Два утверждения могут послужить иллюстрацией этой гуманистической позиции по отношению к греху. Одно принадлежит Иисусу: «кто из вас без греха, первый брось на нее камень» (Иоанн, 8:7). Другое характерно для мистического мышления: «Тот, кто говорит и размышляет о зле, которое совершил, мыслит сотворенную мерзость, а что человек думает, тем он и пойман – вместе со своей душой пойман тем, о чем думает, так что все еще погрязает в мерзости. И ему, конечно, не обратиться, ведь дух его загрубеет, сердце сгниет, да и уныние может напасать на него. Что же? Меси грязь в одном направлении или в другом, все равно это грязь. Грешили мы или нет – какая от того польза на небесах? Во время, которое я потратил на мысли об этом, я бы мог нанизывать жемчуга для радости небесной. Вот почему записано: „Уклоняйся от зла, и делай добро“ – отвратись совсем ото зла, не думай о нем, и твори добро. Ты поступил дурно? Так выровняй весы, сотвори доброе дело» [39].

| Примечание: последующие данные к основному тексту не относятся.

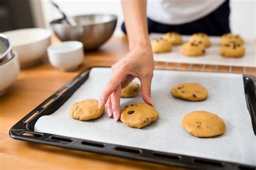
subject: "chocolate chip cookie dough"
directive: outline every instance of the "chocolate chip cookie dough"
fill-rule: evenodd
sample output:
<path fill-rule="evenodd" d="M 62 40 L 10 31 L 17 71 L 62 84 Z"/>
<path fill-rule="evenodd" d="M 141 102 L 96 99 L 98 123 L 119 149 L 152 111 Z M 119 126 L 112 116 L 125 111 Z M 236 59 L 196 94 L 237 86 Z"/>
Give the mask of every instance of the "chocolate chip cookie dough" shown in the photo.
<path fill-rule="evenodd" d="M 125 125 L 142 128 L 156 121 L 158 111 L 151 105 L 145 103 L 134 103 L 126 105 L 121 111 L 121 121 Z"/>
<path fill-rule="evenodd" d="M 205 47 L 208 47 L 211 46 L 209 37 L 207 34 L 204 33 L 196 33 L 192 35 L 190 41 L 193 40 L 201 41 Z"/>
<path fill-rule="evenodd" d="M 211 137 L 225 132 L 224 122 L 217 115 L 195 111 L 186 115 L 181 122 L 183 128 L 197 137 Z"/>
<path fill-rule="evenodd" d="M 172 50 L 172 43 L 163 38 L 151 41 L 152 49 L 154 53 L 162 53 Z"/>
<path fill-rule="evenodd" d="M 121 97 L 130 98 L 137 96 L 140 90 L 140 86 L 137 83 L 131 82 L 121 90 Z"/>
<path fill-rule="evenodd" d="M 80 121 L 97 118 L 104 112 L 104 107 L 98 108 L 98 102 L 95 99 L 87 99 L 75 103 L 69 110 L 69 114 L 72 118 Z"/>
<path fill-rule="evenodd" d="M 175 86 L 171 89 L 172 95 L 177 98 L 190 101 L 200 101 L 208 97 L 208 91 L 197 83 L 185 83 Z"/>
<path fill-rule="evenodd" d="M 245 49 L 241 44 L 230 42 L 221 46 L 219 53 L 227 58 L 240 58 L 245 55 Z"/>
<path fill-rule="evenodd" d="M 184 44 L 180 49 L 181 54 L 186 56 L 201 56 L 205 54 L 205 47 L 201 44 L 193 40 Z"/>
<path fill-rule="evenodd" d="M 220 38 L 220 45 L 225 45 L 230 42 L 235 42 L 237 44 L 243 44 L 244 39 L 239 35 L 234 34 L 231 33 L 224 34 L 221 36 Z"/>
<path fill-rule="evenodd" d="M 164 35 L 163 38 L 171 42 L 173 45 L 178 45 L 182 44 L 181 36 L 174 32 L 166 33 Z"/>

Проблема вины играет в психоаналитической процедуре роль не меньшую, чем в религии. Иногда она представляется пациентом как один из основных его симптомов. Он чувствует вину из-за того, что не любит как следует родителей, не выполняет должным образом свою работу, или потому, что он оскорбил чьи-то чувства. Чувство вины захватывает сознание некоторых пациентов так, что они отвечают чувством унижения, испорченности, зачастую сознательно или бессознательно проявляя желание быть наказанными. Обычно несложно выяснить, что такая всеохватная реакция на вину происходит из авторитарной ориентации. Более точное описание своих чувств они могли бы дать в том случае, если бы стали говорить не об ощущаемой ими вине, а о страхе – страхе наказания или, что бывает чаще, боязни того, что их перестанут любить те власти, которым они выказали неповиновение. В процессе психоанализа такой пациент начинает постепенно признавать, что за его авторитарным чувством вины скрывается другое чувство вины, берущее начало в его собственном голосе, в его собственной совести – но уже как гуманистическое чувство. Предположим, человек ощущает вину за то, что ведет жизнь, полную беспорядочных половых связей. На первом шаге анализа этого чувства вины будет выяснено, что на самом деле он боится разоблачения и критики со стороны родителей, жены, общественного мнения, Церкви – короче говоря, любого, кто для него представляет власть. Только после этого он сможет признать, что за этим авторитарным чувством вины есть другое чувство. Он признает, что его «любовные» похождения в действительности являются выражениями его страха любви, его неспособности любить кого бы то ни было, неспособности завязать с кем-либо близкие и ответственные отношения. Он признает, что его грех – это согрешение против самого себя, грех растраты собственной силы любви.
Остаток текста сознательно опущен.